Tuesday, May 10, 2005

Social Insecurity

It’s hardly a secret that some Republicans have been trying to destroy Social Security since its inception. But it is news that George W. Bush has held that view since he was a college student, and that he regards it as a “socialist” system. No wonder he wants Janice Brown as a judge – that’s her view too- to repeal the New Deal.

Yoshi Tsurumi was Bush’s professor at Harvard and had this to say about Bush:

Thirty years ago, President Bush was my student at Harvard Business School. In my class, he called former president Franklin D. Roosevelt, Class of 1904, a “socialist” and spoke against Social Security, unemployment insurance, the Securities and Exchange Commission, and other New Deal innovations. He refused to understand that capitalism becomes corrupt without democratic civic values and ethical restraints.

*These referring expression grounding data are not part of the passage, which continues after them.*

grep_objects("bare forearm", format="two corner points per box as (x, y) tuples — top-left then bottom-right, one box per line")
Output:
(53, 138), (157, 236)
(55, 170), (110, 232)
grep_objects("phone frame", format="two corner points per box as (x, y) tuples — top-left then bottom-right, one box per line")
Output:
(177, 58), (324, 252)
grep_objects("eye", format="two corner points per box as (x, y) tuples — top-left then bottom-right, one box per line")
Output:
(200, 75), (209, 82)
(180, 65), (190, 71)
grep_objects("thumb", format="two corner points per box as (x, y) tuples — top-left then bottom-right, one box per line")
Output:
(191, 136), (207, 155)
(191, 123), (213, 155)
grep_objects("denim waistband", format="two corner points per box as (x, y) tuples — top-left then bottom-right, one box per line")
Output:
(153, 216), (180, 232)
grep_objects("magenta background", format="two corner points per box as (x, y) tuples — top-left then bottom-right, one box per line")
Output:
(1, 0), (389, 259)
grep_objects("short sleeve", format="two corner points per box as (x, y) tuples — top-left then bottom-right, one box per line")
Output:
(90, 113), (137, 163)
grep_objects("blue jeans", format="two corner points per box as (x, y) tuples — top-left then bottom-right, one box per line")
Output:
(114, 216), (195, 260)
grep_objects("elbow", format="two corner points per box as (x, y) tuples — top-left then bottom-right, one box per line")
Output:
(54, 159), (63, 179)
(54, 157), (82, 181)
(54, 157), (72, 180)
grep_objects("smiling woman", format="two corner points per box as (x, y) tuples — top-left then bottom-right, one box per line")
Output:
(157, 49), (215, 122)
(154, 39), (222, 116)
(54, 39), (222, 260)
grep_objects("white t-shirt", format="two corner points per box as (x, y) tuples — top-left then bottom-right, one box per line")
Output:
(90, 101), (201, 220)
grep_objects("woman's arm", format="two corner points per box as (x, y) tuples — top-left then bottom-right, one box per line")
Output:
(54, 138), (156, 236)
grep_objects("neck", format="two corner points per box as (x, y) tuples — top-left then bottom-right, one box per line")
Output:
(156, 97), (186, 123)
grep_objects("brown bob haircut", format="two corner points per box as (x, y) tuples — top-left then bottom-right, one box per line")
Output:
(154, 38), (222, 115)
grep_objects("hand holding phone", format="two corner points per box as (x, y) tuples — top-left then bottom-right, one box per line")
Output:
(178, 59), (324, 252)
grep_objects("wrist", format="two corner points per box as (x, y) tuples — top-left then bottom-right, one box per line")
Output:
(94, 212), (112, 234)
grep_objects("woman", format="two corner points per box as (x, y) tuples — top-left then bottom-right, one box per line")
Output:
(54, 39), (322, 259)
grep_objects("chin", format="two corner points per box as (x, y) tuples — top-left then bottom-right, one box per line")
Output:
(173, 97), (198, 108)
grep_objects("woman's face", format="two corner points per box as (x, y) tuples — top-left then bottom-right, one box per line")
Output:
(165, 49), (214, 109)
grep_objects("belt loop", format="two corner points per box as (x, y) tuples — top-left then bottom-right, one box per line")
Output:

In those days, Bush belonged to a minority of MBA students who were seriously disconnected from taking the moral and social responsibility for their actions. Today, he would fit in comfortably with an overwhelming majority of business students and teachers whose role models are celebrated captains of piracy. Since the 1980s, as neo-conservatives have captured the Republican Party, America’s business education has also increasingly become contaminated by the robber baron culture of the pre-Great Depression era.

Bush is the first president of the United States with a Master’s of Business Administration (MBA). Yet, he epitomizes the worst aspects of America’s business education. To privatize Social Security, he is peddling a colossal lie about its solvency. Furthermore, Bush, along with today’s business aristocrats, shows no compassion for working Americans, robbing them to benefit big business and the very rich. Last year, due to Bush’s tax cuts, over 80 of America’s most profitable 200 corporations did not pay even a penny of their federal and state income taxes. Meanwhile, to pay for his additional tax cuts for the very rich, Bush is drastically cutting back several social services, such as federal lunch programs for poor children.


There’s more.

But some right wing bloggers show the true face of the nastiness of those intent on destroying the Social Security system.

The idea that those earning $25,000 annually or even twice that much, or three or four times that much for that matter, should be subsidizing seniors who apparently haven’t had enough ambition to drag their asses down to the Wal Mart and get a job as a greeter is ludicrous. (This is, after all, about all they could do for a career besides flipping burgers or shoveling excrement out of horse stalls, to average less per year than the paltry sum of $25,000.) But the notion that we are now going to turn Social Security into a third payroll tax for those of us who make $25,000 a year or more makes my blood boil.

Not only is that nasty, it’s dishonest. Because the $25,000 income that he’s talking about would be dividends from investment income from someone who obviously has some money, not what they made in a year while they were working.

But it does underscore the point that some of these people would like to punish poor older Americans and have contempt for them.

The only Darwinism they believe in is social Darwinism.